おせち料理の意味と由来

正月の食べ物と言えばお雑煮などもありますが、多くの人が最初に挙げるのがおせち料理ではないでしょうか。日本は核家族化が進み食文化もかなり変化しつつはありますが、それでもやはり新年はおせち料理がないと落ち着かない、という方は多いようです。
そんな日本人にとっては馴染みの深い料理であるおせちですが、その意味と由来、特に由来は実はあまり広くは知られていません。ではこの料理は、どうしてこのような名前となったのでしょうか。



まず、おせちは漢字では御節、と書きます。


ここで言う節、とは端午の節句などで使う意味と同じものとなります。

つまり、もともとこの料理はお正月だけのものではなく、節句という区切りごとにお供えとして作るものだったのです。
この言葉そのものは平安時代からあったのですが、今のような意味で使われるようになったのは江戸時代の中期以降と言われています。



そしてこの料理が今のような形の内容となったのもこの時代の頃です。
お正月は五穀豊穣と無病息災の神様である年神様を迎えることになります。

そのためその期間は煮炊きなどの料理を控えて静かに神様を迎えるため、それより前に作っておける日持ちのする料理が尊ばれました。なので、おせち料理は日持ちのするものばかりとなっているのです。

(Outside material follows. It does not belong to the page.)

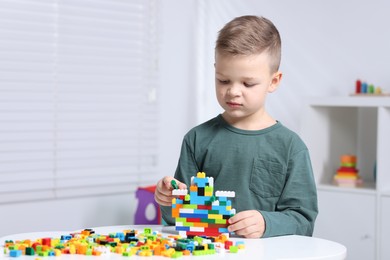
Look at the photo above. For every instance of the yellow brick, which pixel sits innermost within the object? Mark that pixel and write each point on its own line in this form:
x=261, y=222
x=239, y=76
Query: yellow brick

また、それぞれの料理には正月をめでたく祝うため、エピソードが付けられているのも有名でしょう。

例えば海老を使うことが多いのは、海老に火を通すと背が丸くなることから、背が丸くなるまで長生きできるように、という意味が込められていますし、かまぼこはその半円の見た目が初日の出に見えるからだといわれています。